After producing saffron extract, pure crocin powder was extracted by the adept in charge in Booali research center affiliated with Mashhad University of Medical Sciences. Then, tablets 1 cm in diameter, 3 mm in thickness, and weighing 400 ± 20 mg each consisting of 20% crocin and 80% starch excipient were manufactured, and an industrial pharmacist carried out quality tests on them. Besides, placebos which had all the face value of the real tablets were made using starch and artificial coloring specific number of the tablets (both real ones and placebos) were packed up considering the number of the days they were to be taken.
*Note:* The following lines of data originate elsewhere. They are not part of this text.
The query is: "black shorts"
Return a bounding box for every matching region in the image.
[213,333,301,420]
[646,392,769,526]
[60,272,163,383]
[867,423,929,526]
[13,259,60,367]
All the boxes were numbered so that all even numbers contained real tablets and all odd numbers had placebos, so the study was blinded for two groups. All tablets (real ones and placebos) were kept in a cool place which was not exposed to light.
All participants underwent a clinical evaluation including standard diagnostic interview and medical history. Height and weight were measured according to a standard protocol by a trained health-care professional with participants wearing lightweight clothing and no shoes using a Seca 200 scale with attached stadiometer (Seca, Hamburg, Germany). Body mass index (BMI) was calculated as weight in kilograms divided by the square of height in meters. Waist, hip, and thigh circumferences were measured using a standard tape measure, and the waist-to-hip ratio and the waist-to-thigh ratio were calculated to obtain the anthropometric indices for the pattern of body fat distribution. A mercury sphygmomanometer (Rudolf Riester GmbH and Co. Jungingen, Germany) was used to measure the BP with the participant sitting and after 10 min of rest. A blood sample was taken after 12 h overnight fasting and sent to laboratory for the measurement of FBS, serum lipids including TG, total cholesterol (Chol), HDL, and low-density lipoprotein (LDL). All measurements and laboratory tests were recorded at the onset of the study and after 6 weeks of intervention. Participants were requested to have no change in their lifestyle patterns during the study period.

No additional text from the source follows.